Starvation leaves him too weak even to cry
Skin and bones, 10-year-old Ghazi Saleh lies on a hospital bed in Yemen's government-held third city Taez barely breathing. He weighs just eight kilogrammes (less than 18 pounds).
Starving and too weak to move or even cry, Ghazi can only look down at his emaciated body as he struggles to keep his eyes open.
Some 14 million Yemenis are at risk of famine, more than four years into the country's war.
At Al-Mudhafar Hospital where Ghazi is being treated, medics go from one bed to another to check on malnourished children -- including infants.
Eman Ali, a nurse at the hospital, said that Ghazi suffers from acute malnutrition.
"He has not eaten properly for a while now, and he ultimately reached this situation," she told AFP.
While some doctors and nurses weighed children, others tried to feed the young patients through syringes as they have become too weak to swallow.

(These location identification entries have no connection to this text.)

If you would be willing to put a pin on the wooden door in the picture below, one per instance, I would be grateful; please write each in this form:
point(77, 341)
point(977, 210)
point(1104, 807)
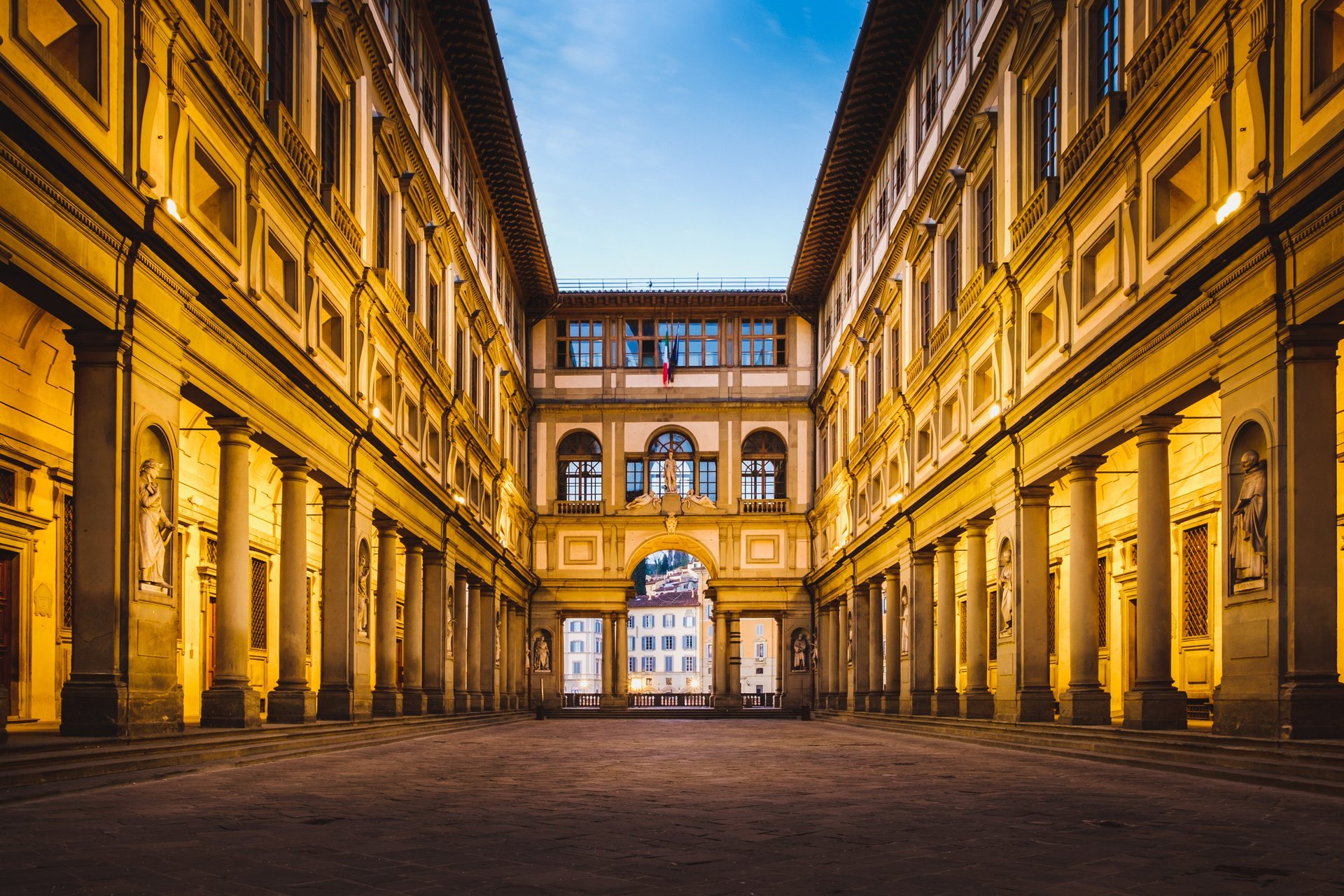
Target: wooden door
point(8, 630)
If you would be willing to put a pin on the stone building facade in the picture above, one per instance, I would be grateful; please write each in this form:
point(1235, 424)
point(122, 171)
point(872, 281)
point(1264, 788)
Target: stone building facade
point(298, 422)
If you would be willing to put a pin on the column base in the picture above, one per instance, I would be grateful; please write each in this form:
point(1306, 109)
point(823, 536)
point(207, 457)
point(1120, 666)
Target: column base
point(230, 708)
point(1085, 707)
point(1156, 710)
point(290, 707)
point(1035, 704)
point(1312, 710)
point(413, 701)
point(93, 708)
point(387, 704)
point(436, 703)
point(977, 704)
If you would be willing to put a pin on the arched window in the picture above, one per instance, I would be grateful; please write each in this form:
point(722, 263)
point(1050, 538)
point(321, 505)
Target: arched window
point(762, 466)
point(580, 463)
point(695, 473)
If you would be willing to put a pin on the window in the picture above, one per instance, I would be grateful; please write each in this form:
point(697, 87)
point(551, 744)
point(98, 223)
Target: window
point(260, 580)
point(1047, 131)
point(986, 220)
point(640, 344)
point(67, 39)
point(952, 261)
point(1041, 324)
point(762, 466)
point(578, 344)
point(1180, 188)
point(1105, 49)
point(1194, 582)
point(762, 342)
point(1100, 269)
point(1327, 45)
point(328, 134)
point(280, 54)
point(281, 273)
point(382, 225)
point(580, 457)
point(925, 309)
point(634, 479)
point(213, 197)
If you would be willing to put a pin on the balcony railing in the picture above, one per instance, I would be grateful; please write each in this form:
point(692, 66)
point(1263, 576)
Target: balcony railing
point(339, 213)
point(296, 148)
point(1032, 213)
point(664, 700)
point(578, 508)
point(1160, 43)
point(581, 700)
point(760, 701)
point(233, 52)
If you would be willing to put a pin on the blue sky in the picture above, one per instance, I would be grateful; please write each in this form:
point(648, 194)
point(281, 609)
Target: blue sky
point(675, 137)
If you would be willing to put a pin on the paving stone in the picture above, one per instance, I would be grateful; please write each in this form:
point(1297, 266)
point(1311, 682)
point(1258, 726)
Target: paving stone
point(676, 806)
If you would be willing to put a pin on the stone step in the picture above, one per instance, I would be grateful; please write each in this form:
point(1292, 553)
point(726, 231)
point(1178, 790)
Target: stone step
point(1317, 767)
point(24, 767)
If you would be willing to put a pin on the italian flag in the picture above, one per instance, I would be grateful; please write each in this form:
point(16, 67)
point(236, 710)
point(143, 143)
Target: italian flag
point(668, 359)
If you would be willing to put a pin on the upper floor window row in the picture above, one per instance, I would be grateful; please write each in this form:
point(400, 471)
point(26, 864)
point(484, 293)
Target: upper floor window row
point(645, 343)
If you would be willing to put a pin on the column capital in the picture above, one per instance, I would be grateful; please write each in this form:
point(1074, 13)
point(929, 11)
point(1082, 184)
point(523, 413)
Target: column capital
point(1084, 466)
point(1155, 428)
point(230, 428)
point(97, 346)
point(293, 468)
point(1034, 495)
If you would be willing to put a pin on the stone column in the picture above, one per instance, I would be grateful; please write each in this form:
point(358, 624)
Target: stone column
point(436, 636)
point(387, 696)
point(891, 682)
point(859, 625)
point(921, 636)
point(1035, 699)
point(461, 666)
point(945, 699)
point(736, 659)
point(874, 645)
point(1310, 697)
point(489, 647)
point(977, 703)
point(1155, 703)
point(721, 660)
point(232, 701)
point(292, 701)
point(413, 643)
point(336, 694)
point(844, 654)
point(1084, 703)
point(94, 699)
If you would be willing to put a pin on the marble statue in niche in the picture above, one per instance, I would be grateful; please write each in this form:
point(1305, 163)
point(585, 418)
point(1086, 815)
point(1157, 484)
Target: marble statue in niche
point(155, 526)
point(1249, 519)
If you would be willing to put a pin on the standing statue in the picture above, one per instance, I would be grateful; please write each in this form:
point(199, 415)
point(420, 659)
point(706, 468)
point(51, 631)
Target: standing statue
point(1249, 519)
point(905, 622)
point(1006, 587)
point(153, 524)
point(800, 652)
point(542, 652)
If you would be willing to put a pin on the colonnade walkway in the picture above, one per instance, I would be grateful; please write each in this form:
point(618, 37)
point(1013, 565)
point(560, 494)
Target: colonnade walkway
point(676, 806)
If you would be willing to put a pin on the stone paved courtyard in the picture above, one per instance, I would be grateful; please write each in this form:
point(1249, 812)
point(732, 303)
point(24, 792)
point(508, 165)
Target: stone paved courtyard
point(750, 806)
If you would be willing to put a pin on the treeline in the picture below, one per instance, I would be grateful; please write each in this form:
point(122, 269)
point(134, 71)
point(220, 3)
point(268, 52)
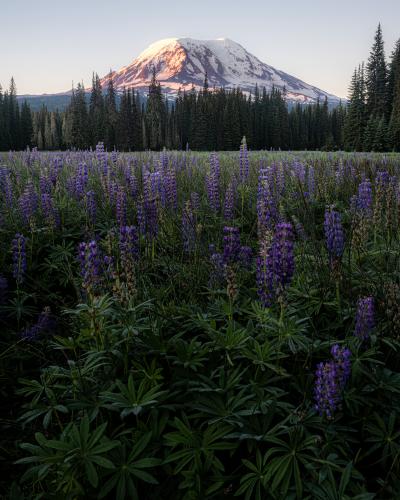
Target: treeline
point(373, 117)
point(16, 126)
point(215, 119)
point(210, 119)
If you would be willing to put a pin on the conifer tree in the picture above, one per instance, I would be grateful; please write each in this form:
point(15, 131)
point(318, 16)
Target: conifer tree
point(154, 115)
point(376, 78)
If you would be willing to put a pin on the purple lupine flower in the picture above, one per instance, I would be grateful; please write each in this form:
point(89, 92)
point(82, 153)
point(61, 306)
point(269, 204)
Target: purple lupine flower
point(90, 262)
point(229, 202)
point(195, 200)
point(364, 198)
point(6, 186)
point(245, 256)
point(90, 205)
point(45, 184)
point(121, 207)
point(382, 179)
point(310, 182)
point(150, 188)
point(81, 180)
point(19, 258)
point(275, 267)
point(28, 202)
point(341, 356)
point(171, 189)
point(3, 289)
point(365, 321)
point(332, 377)
point(218, 266)
point(102, 159)
point(49, 211)
point(213, 183)
point(243, 161)
point(334, 233)
point(141, 218)
point(108, 267)
point(44, 323)
point(231, 244)
point(128, 242)
point(164, 160)
point(326, 391)
point(131, 182)
point(188, 228)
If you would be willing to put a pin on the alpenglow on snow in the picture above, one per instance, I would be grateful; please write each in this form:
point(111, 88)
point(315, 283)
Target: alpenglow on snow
point(181, 63)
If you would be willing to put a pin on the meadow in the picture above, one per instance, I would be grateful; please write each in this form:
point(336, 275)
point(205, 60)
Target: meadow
point(194, 325)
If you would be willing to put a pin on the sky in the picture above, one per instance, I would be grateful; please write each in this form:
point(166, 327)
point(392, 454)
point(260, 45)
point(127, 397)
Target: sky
point(48, 44)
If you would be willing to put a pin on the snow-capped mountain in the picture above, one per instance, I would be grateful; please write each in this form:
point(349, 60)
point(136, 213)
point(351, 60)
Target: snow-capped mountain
point(181, 63)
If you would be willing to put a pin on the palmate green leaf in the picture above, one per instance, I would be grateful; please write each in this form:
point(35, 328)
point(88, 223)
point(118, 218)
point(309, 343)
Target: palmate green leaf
point(129, 467)
point(131, 399)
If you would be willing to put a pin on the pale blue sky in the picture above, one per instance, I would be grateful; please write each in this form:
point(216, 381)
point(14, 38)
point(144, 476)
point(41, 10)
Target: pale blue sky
point(47, 44)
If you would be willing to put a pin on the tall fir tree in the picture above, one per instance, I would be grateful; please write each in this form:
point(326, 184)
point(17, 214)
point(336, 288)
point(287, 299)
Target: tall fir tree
point(376, 78)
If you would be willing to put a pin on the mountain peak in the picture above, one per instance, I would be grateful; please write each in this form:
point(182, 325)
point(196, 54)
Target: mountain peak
point(183, 63)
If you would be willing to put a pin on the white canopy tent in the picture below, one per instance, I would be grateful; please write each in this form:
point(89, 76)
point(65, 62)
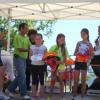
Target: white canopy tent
point(49, 10)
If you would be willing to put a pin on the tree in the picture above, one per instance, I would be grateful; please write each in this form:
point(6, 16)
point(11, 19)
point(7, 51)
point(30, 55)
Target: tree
point(44, 26)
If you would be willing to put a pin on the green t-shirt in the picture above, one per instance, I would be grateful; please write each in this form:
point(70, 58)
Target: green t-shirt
point(57, 50)
point(21, 42)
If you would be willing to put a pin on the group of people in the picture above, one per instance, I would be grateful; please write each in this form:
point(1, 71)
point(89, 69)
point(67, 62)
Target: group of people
point(29, 51)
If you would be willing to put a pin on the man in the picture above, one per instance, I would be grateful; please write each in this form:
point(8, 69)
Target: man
point(21, 45)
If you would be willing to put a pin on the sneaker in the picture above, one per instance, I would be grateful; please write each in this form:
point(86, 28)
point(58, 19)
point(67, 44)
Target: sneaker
point(34, 98)
point(4, 97)
point(42, 98)
point(26, 97)
point(9, 93)
point(74, 98)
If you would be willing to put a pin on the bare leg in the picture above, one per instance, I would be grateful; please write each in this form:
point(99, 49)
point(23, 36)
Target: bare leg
point(76, 79)
point(61, 83)
point(83, 81)
point(34, 93)
point(42, 89)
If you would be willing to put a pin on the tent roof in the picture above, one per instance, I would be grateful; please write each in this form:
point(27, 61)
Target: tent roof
point(45, 11)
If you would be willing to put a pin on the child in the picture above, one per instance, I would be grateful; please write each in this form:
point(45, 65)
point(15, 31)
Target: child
point(37, 52)
point(83, 53)
point(61, 51)
point(2, 73)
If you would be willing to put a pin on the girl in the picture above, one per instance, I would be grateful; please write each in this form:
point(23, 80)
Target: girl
point(61, 51)
point(83, 53)
point(37, 52)
point(2, 73)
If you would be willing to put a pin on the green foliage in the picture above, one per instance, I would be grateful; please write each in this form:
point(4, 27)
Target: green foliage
point(42, 26)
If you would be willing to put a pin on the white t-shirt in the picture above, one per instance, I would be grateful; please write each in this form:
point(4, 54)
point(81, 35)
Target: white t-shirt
point(38, 53)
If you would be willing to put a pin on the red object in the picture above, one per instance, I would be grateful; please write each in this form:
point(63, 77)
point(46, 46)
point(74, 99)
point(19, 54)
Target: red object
point(69, 62)
point(68, 75)
point(49, 55)
point(52, 63)
point(82, 58)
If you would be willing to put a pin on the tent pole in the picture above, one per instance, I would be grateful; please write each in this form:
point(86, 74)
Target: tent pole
point(9, 29)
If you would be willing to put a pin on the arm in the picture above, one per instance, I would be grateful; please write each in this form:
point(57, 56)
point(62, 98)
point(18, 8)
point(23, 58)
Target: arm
point(91, 50)
point(22, 50)
point(76, 49)
point(30, 53)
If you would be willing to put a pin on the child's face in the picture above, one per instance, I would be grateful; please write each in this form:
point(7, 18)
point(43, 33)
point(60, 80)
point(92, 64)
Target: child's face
point(32, 37)
point(84, 35)
point(61, 41)
point(38, 40)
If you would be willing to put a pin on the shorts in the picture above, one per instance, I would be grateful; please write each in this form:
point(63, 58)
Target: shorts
point(1, 64)
point(81, 66)
point(38, 72)
point(96, 60)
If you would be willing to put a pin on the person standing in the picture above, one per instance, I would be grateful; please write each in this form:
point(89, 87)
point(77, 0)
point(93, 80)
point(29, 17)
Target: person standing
point(36, 55)
point(83, 53)
point(2, 73)
point(31, 34)
point(61, 51)
point(21, 46)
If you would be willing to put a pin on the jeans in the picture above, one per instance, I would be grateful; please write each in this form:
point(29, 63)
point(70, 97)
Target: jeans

Cases of malnourished children have become a reflection of the health system in Yemen, where children bear the brunt of the war between the Saudi-backed government and the Iran-aligned Huthi rebels.
Aid organisation Save the Children said on Wednesday that as many as 85,000 infants under the age of five may have died from starvation or disease since the Saudi-led military coalition intervened in March 2015.
"Children who die in this way suffer immensely as their vital organ functions slow down and eventually stop," said Save the Children's Yemen director Tamer Kirolos.
While the United Nations is hoping for peace talks to take place in Sweden by the end of this year, the situation on the ground remains dire with millions of children starving.
According to the UN children's agency (UNICEF), more than half of the 14 million people on the edge of famine are children. More than 22 million people -- three quarters of the Yemen's population -- now depend on humanitarian assistance to survive.